(published in The Country Connections Magazine, No. 53, Winter/Spring, 2007)
The weathered old wooden sugarshack is barely visible through the swirls of smoke and steam that drift from the iron smoke stack on the roof. The sweet aroma of maple hangs in the air. My two girls, Sarah and Ann, run up the path that winds through the forest of maple trees, their black rubber boots splashing through the puddles. Three-year-old Brendan is less in a hurry to reach the shack. His attention is drawn to the sap buckets hanging on the trees. He’s already learned how to lift a half-full bucket from its hook below the spoil, and tip it up to his lips to drink the sweet nectar. But the bucket he’s chosen has only a cup of sap in the bottom. He tips it up so high that his head disappears inside and only his little round body, dressed in a red nylon splash suit and rubber boots, remains visible. He reminds me of Winnie the Pooh with his head stuck in the honey pot.
We reach the door of the sugar shack and push it open. It takes a moment to adjust to the near darkness. Sunlight dances in streams through the spaces between the blackened wall boards. Uncle Ray is leaning over the flat metal pans that are suspended on an iron frame above the firebox. He has one foot propped up on the stonewall, next to an old sludge bucket. With a flat metal scoop on a long wooden handle, he reaches over the dark liquid in the pan and skims off the foam that is forming on the top. He adds that to the bucket by his foot.
There’s a rough wooden bench along one wall where guests can sit. Behind it, large pieces of box-board have been mounted. We each search for a cooled piece of coal near the fire and add our names and the date to this “guest book” that has been there for decades. New pieces are added as space becomes scarce.
Uncle Ray moves to the front of the box and slides up the battered piece of tin to reveal a pile of red coals. He carries over an armload of split wood and adds them to the fire. The wood crackles and the flames jump. The sap in the pan above begins to bubble. He replaces the tin cover to contain the fire, and then returns his attention to the pans.
There are two large pans, each about four feet long and three feet wide. The fire is built directly under the front pan. As the sap in that pan boils and evaporates, cooler sap from the back pan is scooped up in a ladle, and transferred to the front pan. The ladle is devised from another sap bucket with a wooden handle. Grey metal milk cans are lined up along the wall. They contain more sap that will be added to the back pan as its contents diminish.

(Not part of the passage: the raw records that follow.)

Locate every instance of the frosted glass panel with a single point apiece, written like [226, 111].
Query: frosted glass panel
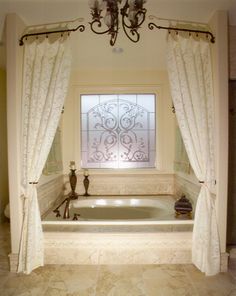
[117, 129]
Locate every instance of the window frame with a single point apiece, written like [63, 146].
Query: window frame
[121, 89]
[148, 130]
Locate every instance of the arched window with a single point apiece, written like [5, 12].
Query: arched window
[118, 131]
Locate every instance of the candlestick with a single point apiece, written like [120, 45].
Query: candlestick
[86, 174]
[72, 165]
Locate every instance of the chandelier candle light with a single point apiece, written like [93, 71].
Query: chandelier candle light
[132, 16]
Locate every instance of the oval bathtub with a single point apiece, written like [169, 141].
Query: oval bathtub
[121, 210]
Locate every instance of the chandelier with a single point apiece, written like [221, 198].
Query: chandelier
[132, 17]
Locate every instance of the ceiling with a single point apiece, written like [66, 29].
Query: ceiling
[91, 51]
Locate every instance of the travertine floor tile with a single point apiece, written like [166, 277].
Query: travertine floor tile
[110, 280]
[167, 280]
[222, 284]
[120, 280]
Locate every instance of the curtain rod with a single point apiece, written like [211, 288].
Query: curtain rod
[176, 29]
[81, 28]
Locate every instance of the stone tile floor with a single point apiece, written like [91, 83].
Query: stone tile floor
[107, 280]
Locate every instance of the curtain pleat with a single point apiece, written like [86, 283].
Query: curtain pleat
[190, 76]
[46, 74]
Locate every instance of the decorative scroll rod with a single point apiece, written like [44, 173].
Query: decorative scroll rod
[81, 28]
[207, 33]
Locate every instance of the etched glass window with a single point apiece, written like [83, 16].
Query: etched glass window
[118, 131]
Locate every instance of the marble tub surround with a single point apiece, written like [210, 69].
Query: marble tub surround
[120, 210]
[110, 183]
[121, 247]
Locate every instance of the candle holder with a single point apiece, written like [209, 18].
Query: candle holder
[73, 182]
[86, 185]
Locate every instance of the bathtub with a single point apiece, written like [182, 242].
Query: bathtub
[126, 210]
[118, 230]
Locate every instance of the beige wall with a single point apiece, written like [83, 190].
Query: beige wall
[3, 146]
[106, 81]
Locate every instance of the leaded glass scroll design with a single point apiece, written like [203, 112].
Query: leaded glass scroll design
[118, 131]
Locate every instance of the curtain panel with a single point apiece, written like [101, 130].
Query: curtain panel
[46, 73]
[190, 76]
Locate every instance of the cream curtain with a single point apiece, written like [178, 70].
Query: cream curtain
[45, 82]
[190, 75]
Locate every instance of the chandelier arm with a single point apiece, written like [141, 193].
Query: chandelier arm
[142, 13]
[133, 33]
[81, 28]
[208, 33]
[113, 39]
[99, 25]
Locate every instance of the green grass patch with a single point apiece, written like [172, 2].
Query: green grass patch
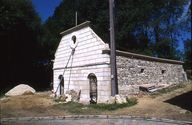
[78, 108]
[167, 90]
[110, 107]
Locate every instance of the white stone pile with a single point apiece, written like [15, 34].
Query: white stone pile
[21, 89]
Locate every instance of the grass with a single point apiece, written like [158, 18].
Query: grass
[78, 108]
[167, 90]
[110, 107]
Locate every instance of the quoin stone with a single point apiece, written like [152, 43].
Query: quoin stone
[83, 60]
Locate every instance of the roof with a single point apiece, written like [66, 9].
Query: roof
[78, 27]
[123, 53]
[143, 57]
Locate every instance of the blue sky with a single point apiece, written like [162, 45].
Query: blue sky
[45, 8]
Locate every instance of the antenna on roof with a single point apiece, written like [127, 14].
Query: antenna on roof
[76, 10]
[76, 18]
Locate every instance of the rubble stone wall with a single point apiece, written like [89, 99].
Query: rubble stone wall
[135, 72]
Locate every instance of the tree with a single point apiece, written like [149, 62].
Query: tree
[188, 54]
[19, 29]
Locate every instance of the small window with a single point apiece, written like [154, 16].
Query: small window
[163, 71]
[142, 70]
[74, 39]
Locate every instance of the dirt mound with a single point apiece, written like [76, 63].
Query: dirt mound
[21, 89]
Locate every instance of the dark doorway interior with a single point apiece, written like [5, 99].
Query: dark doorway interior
[93, 88]
[61, 84]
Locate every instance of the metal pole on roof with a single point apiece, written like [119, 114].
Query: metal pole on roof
[114, 84]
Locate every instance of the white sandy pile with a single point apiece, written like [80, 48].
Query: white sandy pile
[20, 90]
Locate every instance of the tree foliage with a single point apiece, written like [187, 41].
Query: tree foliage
[19, 34]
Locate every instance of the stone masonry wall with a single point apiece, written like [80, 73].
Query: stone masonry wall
[77, 79]
[134, 72]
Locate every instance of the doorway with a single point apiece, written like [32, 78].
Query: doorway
[93, 88]
[61, 84]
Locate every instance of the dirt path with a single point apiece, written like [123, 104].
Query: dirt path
[173, 105]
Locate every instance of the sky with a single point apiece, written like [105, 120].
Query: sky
[45, 8]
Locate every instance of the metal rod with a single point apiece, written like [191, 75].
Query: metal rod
[76, 18]
[114, 84]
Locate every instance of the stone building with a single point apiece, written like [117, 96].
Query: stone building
[82, 62]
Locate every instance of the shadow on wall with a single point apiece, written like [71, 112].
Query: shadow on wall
[184, 101]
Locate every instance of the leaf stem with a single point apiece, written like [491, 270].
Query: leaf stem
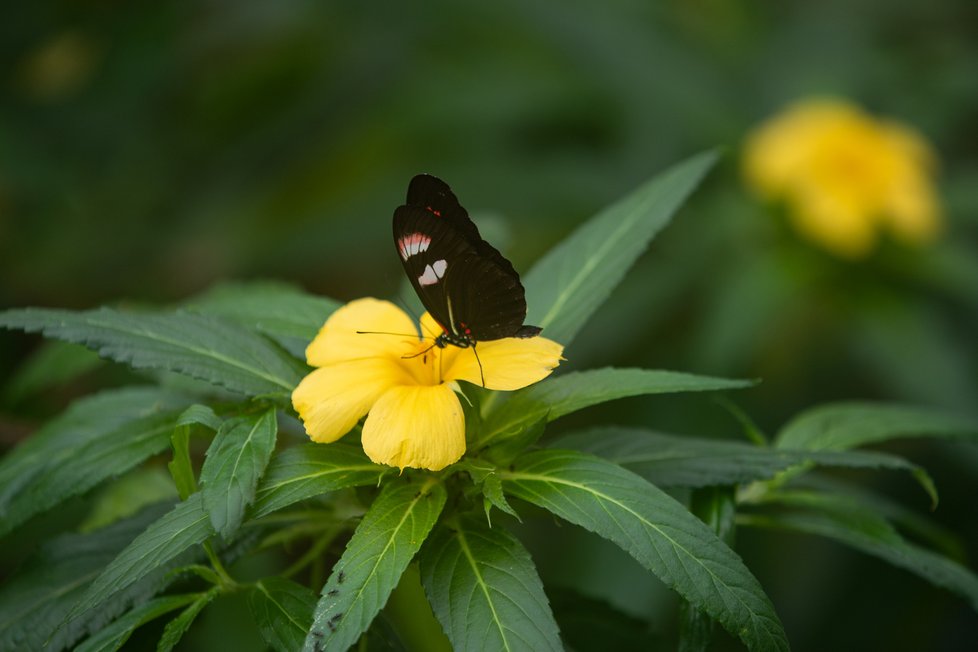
[410, 615]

More buckets sit on a table on the opposite wall. White cotton cloths are draped inside them and secured with wooden clothespins. When the big tin thermometer tells Ray that the sap has reached the temperature to become syrup, he takes a sample on a soup spoon and lets it cool for a bit. Then he turns the spoon to let the liquid slide around. If it leaves a nice film on the spoon, he tastes it. Once he’s given it his approval, he pours the syrup into the lined buckets. The cloths strain out any sediments to make the syrup clear and smooth.
“I’ve brought Johnny Cake, Uncle Ray,” I say and he grins. “I’ve got fresh maple syrup to pour over it,” he replies with a chuckle.
By now there are several aunts, uncles and cousins crowding around, all on a Sunday afternoon outing to the sugar bush. I cut the cornmeal cake and serve it on plates. Ray adds a ladle of warm syrup to each.
When we’ve all eaten, it’s time to load up the wagon with empty milk cans, gathering pails and the one big gathering tank. Ray stays and tends the fire while the rest of us head out to harvest the day’s sap. Many of us manage to squeeze into the wagon, slumped between milk cans and pails.
“Don’t sit on the milk cans. We’ll never get the lids off,” Ray calls out to us.
We all hold on tight as the battered red farm tractor pulls us over the bumpy track towards the lower bush. When it stops, we clamber out with our pails and make our way through the maze of buckets that are now overflowing with the clear liquid. I place my pail along side a bucket, holding the tin lid up with one finger, and tip the bucket until its contents pour into my pail. If the sap has run well, I’ll only be able to empty two or three buckets before carrying my pail back to the wagon to be emptied into the gathering tank.
Soon the ping, ping of sap dripping into the now empty buckets can be heard behind us. It takes nearly an hour to gather all the sap from the 300 buckets that have been hung.
Back at the sugar shack the liquid treasure is unloaded. Ray has filled cans and bottles with the thick sweet liquid, ready for distribution. It was a good run so someone will have to tend the fire all night to keep the sap boiling. Between Ray and his nephews, it will be done out of love for the tradition.
It’s the 1970’s and most area maple syrup producers, as a labour saving measure, have installed plastic pipelines to carry the sap directly to the large, modern sugar-houses. But they’ve become commercial enterprises. Ours is a family affair. We make enough syrup to provide the extended family with all we need. Any excess is sold to long-standing customers who prefer the taste of maple syrup made the old fashioned way.